“Mariana” by Monica Dickens

Normally I get annoyed with the first few pages of a novel, and have to be coaxed into the author’s world; with this book I was hooked at the start, raving about the prologue of Mary in her Essex cottage hearing that her husband’s ship has been sunk; One Day is a love story ending with the unexpected death of one of the lovers; “Mariana” ends with a lover’s unexpected survival – much more satisfying. It’s superbly written in every sense: Dickens’ style is extremely easy to read yet in no way simple – a wide vocabulary and complex sentences are no barrier to the reader’s progress. And you feel in an expert’s hands: the first chapter gives one such confidence in the author’s ability to take you where she wants you to go.

And it is pretty much a straight story, the episodes of Mary’s life teetering dangerously near a kind of grown-up What Katy Did Next. Dickens lets the implications of her story emerge for themselves, but sometimes, mainly on p226 and a few times afterwards, has her heroine muse on the lack of control one has over one’s one life, and how one’s attempts to piece together life’s jigsaw are normally less effective, and less successful, than life’s own efforts; other people, other events, sort things out despite our efforts. This modest philosophizing moves centre-stage at the book’s close, when a miraculous chance, beyond anyone’s control, sets Mary up for apparently inviolable future happiness – the jigsaw is done.

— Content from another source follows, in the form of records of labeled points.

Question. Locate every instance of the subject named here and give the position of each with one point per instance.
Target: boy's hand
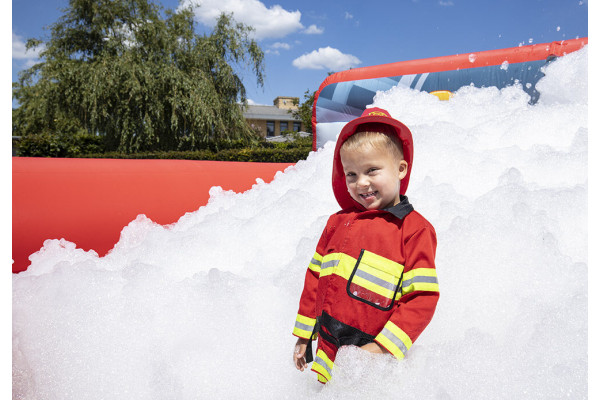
(374, 347)
(299, 354)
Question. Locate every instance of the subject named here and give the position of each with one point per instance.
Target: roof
(268, 112)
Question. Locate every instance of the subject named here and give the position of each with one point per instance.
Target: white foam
(204, 308)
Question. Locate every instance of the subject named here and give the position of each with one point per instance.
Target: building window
(283, 126)
(270, 128)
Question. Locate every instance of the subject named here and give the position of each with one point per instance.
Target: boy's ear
(402, 169)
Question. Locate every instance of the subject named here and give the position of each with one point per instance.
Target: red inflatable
(89, 201)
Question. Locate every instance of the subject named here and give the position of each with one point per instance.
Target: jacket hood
(370, 115)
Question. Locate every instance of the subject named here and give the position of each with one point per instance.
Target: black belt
(339, 334)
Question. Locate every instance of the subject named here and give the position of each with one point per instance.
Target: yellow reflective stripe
(304, 326)
(394, 339)
(331, 263)
(323, 365)
(315, 263)
(424, 279)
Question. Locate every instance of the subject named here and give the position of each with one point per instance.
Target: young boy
(372, 281)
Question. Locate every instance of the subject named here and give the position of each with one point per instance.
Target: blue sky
(304, 40)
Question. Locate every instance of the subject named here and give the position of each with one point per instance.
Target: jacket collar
(401, 209)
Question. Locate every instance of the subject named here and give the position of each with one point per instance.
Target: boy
(372, 281)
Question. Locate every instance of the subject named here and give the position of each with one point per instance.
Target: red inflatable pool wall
(89, 201)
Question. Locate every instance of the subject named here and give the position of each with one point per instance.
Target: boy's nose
(363, 181)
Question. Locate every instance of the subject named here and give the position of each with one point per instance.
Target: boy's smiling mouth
(368, 195)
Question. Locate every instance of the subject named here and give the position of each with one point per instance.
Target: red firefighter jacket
(372, 278)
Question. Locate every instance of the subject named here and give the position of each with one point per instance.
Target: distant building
(272, 120)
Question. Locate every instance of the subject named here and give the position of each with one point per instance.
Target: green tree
(304, 111)
(141, 78)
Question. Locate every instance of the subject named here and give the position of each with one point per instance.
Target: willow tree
(139, 75)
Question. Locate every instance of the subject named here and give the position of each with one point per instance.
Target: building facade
(272, 120)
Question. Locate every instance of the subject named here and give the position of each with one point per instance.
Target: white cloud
(280, 45)
(313, 30)
(20, 52)
(272, 22)
(326, 58)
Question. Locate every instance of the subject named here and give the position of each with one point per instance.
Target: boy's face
(373, 176)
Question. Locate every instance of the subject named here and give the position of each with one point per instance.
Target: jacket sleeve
(306, 318)
(419, 295)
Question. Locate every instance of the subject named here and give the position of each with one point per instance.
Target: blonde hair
(379, 136)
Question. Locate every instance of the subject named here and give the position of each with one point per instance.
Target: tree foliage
(140, 77)
(304, 111)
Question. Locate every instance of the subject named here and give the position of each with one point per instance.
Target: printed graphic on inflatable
(343, 96)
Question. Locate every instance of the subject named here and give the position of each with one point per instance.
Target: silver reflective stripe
(394, 339)
(322, 363)
(302, 326)
(329, 264)
(375, 280)
(419, 279)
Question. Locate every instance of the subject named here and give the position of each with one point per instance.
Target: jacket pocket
(375, 280)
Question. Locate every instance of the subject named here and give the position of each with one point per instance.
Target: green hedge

Her structure, and how she leads the reader into, and then out of, Mary’s memory of her past, is masterful. For example, towards them novel’s end, when we begin to surface into happiness, Mary takes Sam to her malevolent old Gran, who starts playing the role of an intolerant grandmother from a novel Mary remembers. And soon afterwards Sam comments that their relationship is so happy that no one would ever write a book about it; this rather arch note is allowable because its ironic light: most of Dickens’ book has been about Mary’s unhappy relationships, and hence (QED) respectable material for fiction. But these literary touches are light and deft: overall the novel succeeds because of its straightforward qualities: description, characterisation and structure.